2.4. The Important Configurations

Below we list the important Configurations. We've divided this section into required configuration and worth-a-look recommended configs.

2.4.1. Required Configurations

Here are some configurations you must configure to suit your deploy.

2.4.1.1. ulimit

HBase is a database, it uses a lot of files at the same time. The default ulimit -n of 1024 on *nix systems is insufficient. Any significant amount of loading will lead you to FAQ: Why do I see "java.io.IOException...(Too many open files)" in my logs?. You will also notice errors like:

2010-04-06 03:04:37,542 INFO org.apache.hadoop.hdfs.DFSClient: Exception increateBlockOutputStream java.io.EOFException
      2010-04-06 03:04:37,542 INFO org.apache.hadoop.hdfs.DFSClient: Abandoning block blk_-6935524980745310745_1391901
      

Do yourself a favor and change the upper bound on the number of file descriptors. Set it to north of 10k. See the above referenced FAQ for how.

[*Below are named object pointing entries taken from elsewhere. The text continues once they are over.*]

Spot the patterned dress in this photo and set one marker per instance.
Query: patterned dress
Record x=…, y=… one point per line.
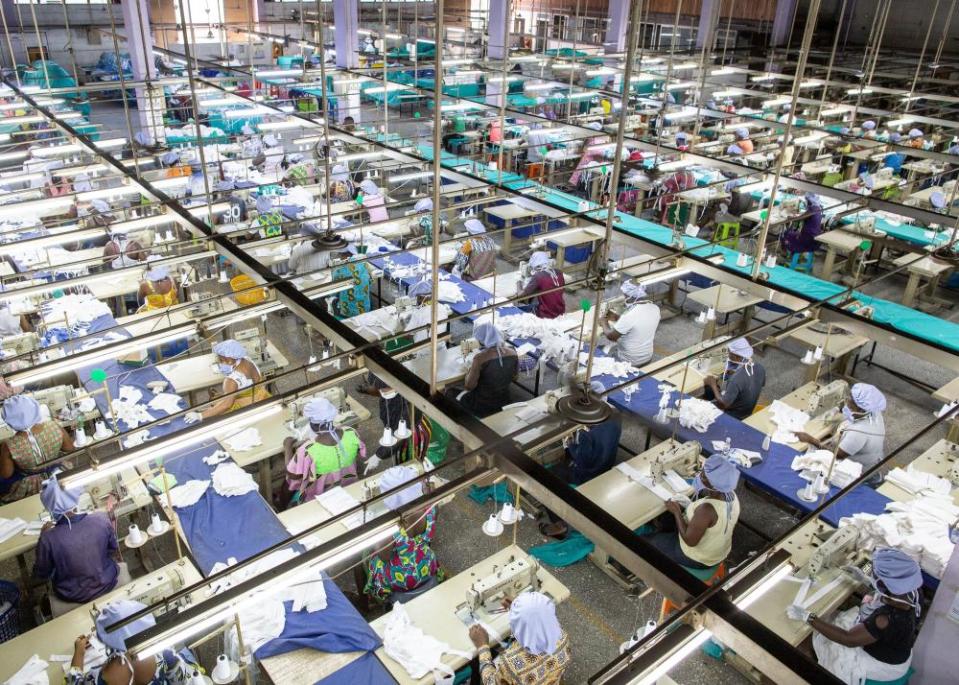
x=356, y=300
x=411, y=564
x=516, y=666
x=28, y=476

To be clear, upping the file descriptors for the user who is running the HBase process is an operating system configuration, not an HBase configuration.

2.4.1.2. dfs.datanode.max.xcievers

Hadoop HDFS has an upper bound of files that it will serve at one same time, called xcievers (yes, this is misspelled). Again, before doing any loading, make sure you have configured Hadoop's conf/hdfs-site.xml setting the xceivers value to at least the following:

      <property>
        <name>dfs.datanode.max.xcievers</name>
        <value>2047</value>
      </property>
      

2.4.2. Recommended Configuations

2.4.2.1. LZO compression

You should consider enabling LZO compression. Its near-frictionless and in most all cases boosts performance.

Unfortunately, HBase cannot ship with LZO because of the licensing issues; HBase is Apache-licensed, LZO is GPL. Therefore LZO install is to be done post-HBase install. See the Using LZO Compression wiki page for how to make LZO work with HBase.

A common problem users run into when using LZO is that while initial setup of the cluster runs smooth, a month goes by and some sysadmin goes to add a machine to the cluster only they'll have forgotten to do the LZO fixup on the new machine. In versions since HBase 0.90.0, we should fail in a way that makes it plain what the problem is, but maybe not. Remember you read this paragraph[1].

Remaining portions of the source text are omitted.